İnsanların günde beş altı saat sosyal medyada vakit geçirdiğini söyleyen Prof. Dr. Yavuz Selvi “Biz sosyal medyayı değil, sosyal medya bizi kullanıyor” dedi.
Selçuk Üniversitesi Tıp Fakültesi Psikiyatri Ana Bilim Dalı Başkanı Prof. Dr. Yavuz Selvi, sosyal medyada çok uzun süreler geçirildiğini belirterek, “Sosyal medyanın ortak bir tepki oluşturmak gibi çok güzel, çok doğru yararlı tarafları var ama yararlı tarafları yerine sosyal medyayı bir zaman geçirici, bir oyalayıcı olarak görüyoruz. Başlangıçta yarım saat, 1 saat vakit geçirdiğimiz yer, artık 5-6 saat şeklinde uzun vakitler oluyor. Bu da demek oluyor ki biz sosyal medyayı değil, sosyal medya bizi kullanıyor” dedi.

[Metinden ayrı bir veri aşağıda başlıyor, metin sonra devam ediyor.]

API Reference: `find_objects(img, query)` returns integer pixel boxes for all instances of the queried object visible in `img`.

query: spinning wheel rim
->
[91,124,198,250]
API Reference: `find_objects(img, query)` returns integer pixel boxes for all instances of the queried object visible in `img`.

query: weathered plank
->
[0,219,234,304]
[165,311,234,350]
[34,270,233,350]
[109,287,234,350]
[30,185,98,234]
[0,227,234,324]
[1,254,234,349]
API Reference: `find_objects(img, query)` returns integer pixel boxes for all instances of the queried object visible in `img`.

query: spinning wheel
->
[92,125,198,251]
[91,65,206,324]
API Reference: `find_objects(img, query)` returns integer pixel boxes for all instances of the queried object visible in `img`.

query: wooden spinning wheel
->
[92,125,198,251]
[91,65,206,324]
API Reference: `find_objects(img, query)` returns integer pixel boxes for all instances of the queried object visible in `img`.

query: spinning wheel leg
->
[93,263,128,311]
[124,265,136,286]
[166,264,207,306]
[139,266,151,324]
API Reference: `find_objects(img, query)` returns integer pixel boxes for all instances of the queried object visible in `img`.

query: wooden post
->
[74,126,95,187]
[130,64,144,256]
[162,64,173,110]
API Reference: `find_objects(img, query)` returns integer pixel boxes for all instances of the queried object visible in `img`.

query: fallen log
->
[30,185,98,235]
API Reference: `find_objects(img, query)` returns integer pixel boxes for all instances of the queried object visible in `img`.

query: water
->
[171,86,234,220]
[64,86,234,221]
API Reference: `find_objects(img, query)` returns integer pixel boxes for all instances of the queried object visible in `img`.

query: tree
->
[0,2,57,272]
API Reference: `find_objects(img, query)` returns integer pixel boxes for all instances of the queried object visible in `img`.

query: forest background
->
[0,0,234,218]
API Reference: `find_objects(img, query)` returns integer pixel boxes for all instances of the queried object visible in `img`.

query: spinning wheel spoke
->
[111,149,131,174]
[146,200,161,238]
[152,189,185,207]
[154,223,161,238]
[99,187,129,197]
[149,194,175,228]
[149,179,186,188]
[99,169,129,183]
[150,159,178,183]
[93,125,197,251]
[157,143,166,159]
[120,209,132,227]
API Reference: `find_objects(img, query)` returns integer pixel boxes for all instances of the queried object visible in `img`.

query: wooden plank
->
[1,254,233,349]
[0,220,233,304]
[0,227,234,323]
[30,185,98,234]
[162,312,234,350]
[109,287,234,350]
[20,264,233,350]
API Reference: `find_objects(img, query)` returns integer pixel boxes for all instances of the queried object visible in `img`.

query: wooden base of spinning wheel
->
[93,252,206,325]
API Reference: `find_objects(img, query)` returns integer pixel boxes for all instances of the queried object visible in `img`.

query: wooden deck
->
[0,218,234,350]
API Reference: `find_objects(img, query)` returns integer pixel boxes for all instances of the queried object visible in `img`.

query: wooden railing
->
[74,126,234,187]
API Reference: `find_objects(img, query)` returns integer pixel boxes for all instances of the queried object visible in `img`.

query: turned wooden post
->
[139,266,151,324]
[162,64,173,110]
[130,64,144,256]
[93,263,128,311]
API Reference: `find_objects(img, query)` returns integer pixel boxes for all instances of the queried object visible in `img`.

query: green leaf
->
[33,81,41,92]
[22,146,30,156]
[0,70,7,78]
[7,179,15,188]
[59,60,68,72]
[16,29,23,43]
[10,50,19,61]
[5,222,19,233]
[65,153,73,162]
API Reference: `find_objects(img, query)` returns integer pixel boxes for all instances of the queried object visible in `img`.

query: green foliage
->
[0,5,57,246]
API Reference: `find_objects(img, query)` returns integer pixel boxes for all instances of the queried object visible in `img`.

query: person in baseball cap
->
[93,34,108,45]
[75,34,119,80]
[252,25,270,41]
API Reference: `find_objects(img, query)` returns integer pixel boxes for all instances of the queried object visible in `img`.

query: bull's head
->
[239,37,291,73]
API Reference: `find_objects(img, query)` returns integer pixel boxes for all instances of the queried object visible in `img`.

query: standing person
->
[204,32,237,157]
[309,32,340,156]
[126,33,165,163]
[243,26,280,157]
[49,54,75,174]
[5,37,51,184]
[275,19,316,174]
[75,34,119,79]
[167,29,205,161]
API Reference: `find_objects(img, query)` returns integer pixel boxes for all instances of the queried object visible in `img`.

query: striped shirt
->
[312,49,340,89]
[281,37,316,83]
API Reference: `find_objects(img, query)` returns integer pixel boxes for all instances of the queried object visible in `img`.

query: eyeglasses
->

Sosyal medyanın beğenilme duygusunu ön plana çıkardığını kaydeden Prof. Dr. Selvi, “Hem görünmek hem göstermek hem beğenilmek bütün bunlar birleştiğinde artık merak duygusunun önüne geçilmiyor. Yeni hesaplar açılıyor, diğer hesaplar takip ediliyor ve sürekli olarak haber alma isteği oluyor. İşte bu istek ve arzu, merak gösterme, dikizleme, röntgenleme, belki de beğenir mi arzuları insanı gerçek kimliğinden uzaklaştırıyor. Daha yapay, daha geçici duygular, daha karışık bir kişilik yapısı ortaya çıkarıyor” ifadelerini kullandı. Sosyal medyanın sosyal olmadığının altını çizen Prof. Dr. Selvi, sosyalleşmek için girilen internetin bir süre sonra kimlikleri ve duyguları aşındırdığını kaydetti. Sosyal medyanın mutlu etmediğini ve geçici olarak rahatlama duygusu oluşturduğunu vurgulayan Prof. Dr. Yavuz Selvi şunları kaydetti: “Sosyal medyadaki beğeni ve takipçi sayısı bir noktada insanları heyecanlandırabiliyor, geçici mutluluk verebiliyor. Fakat bu gerçek bir mutluluk değil, çünkü bir süre sonra artık o anlık aldığın zevk yetmiyor. Daha fazla beğenilme, daha fazla takipçi için daha farklı davranmaya, daha absürt şeyler yapmaya başlanılıyor. Bir dönem sonra o kişilikte zafiyetler oluşuyor.”